Après l’attentat commis lundi soir à Bruxelles, qui a coûté la vie à deux personnes, le débat a pris place en commission conjointe de l’Intérieur et de la Justice de la Chambre.
Depuis lundi, des questions se posent, notamment concernant la présence en Belgique du suspect, alors qu’il était sous le coup d’un ordre de quitter le territoire.
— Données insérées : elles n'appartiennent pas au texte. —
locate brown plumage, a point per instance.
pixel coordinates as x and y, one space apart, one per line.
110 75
Le Premier ministre, Alexander De Croo (Open VLD), la ministre de l’Intérieur, Annelies Verlinden (CD&V), le ministre de la Justice, Vincent Van Quickenborne (Open Vld) et la secrétaire d’Etat à l’Asile et la Migration, Nicole De Moor (CD&V) ont répondu aux questions des députés.
Comme il l’a déjà fait, mardi après le Conseil National de Sécurité et ce mercredi matin, le Premier ministre a épinglé les problèmes d’échange d’information entre les pays européens. La Belgique ignorait tout du passé d’Abdessalem Lassoued dans d’autres pays tels que l’Italie ou la Suède.
L’intéressé n’était pas renseigné à l’OCAM, il n’avait pas de casier, a relevé le ministre de la Justice, relevant lui aussi le fait que les années de prison purgées en Suède et le passé criminel dans d’autres pays était inconnu des services belges.
"Si nous avions eu cette information, nous aurions eu une tout autre image de l’individu", a déclaré Vincent Van Quickenborne. "Il faut améliorer les échanges entre bases de données internationales", a souligné la ministre de l’Intérieur, Annelies Verlinden.
Les ministres ont, chacun de leur côté, exposé leur point de vue sur la question des ordres de quitter le territoire, dont un grand nombre n’est pas mis en application. "Il y a un problème de séjour illégal dans notre pays. Le chiffre varie de 100.000 à 200.000 personnes", a reconnu Nicole De Moor. "Il faut une politique de retour performante", a expliqué la secrétaire d’Etat tout en estimant que "la politique de retour est la partie la plus difficile de la politique de migration".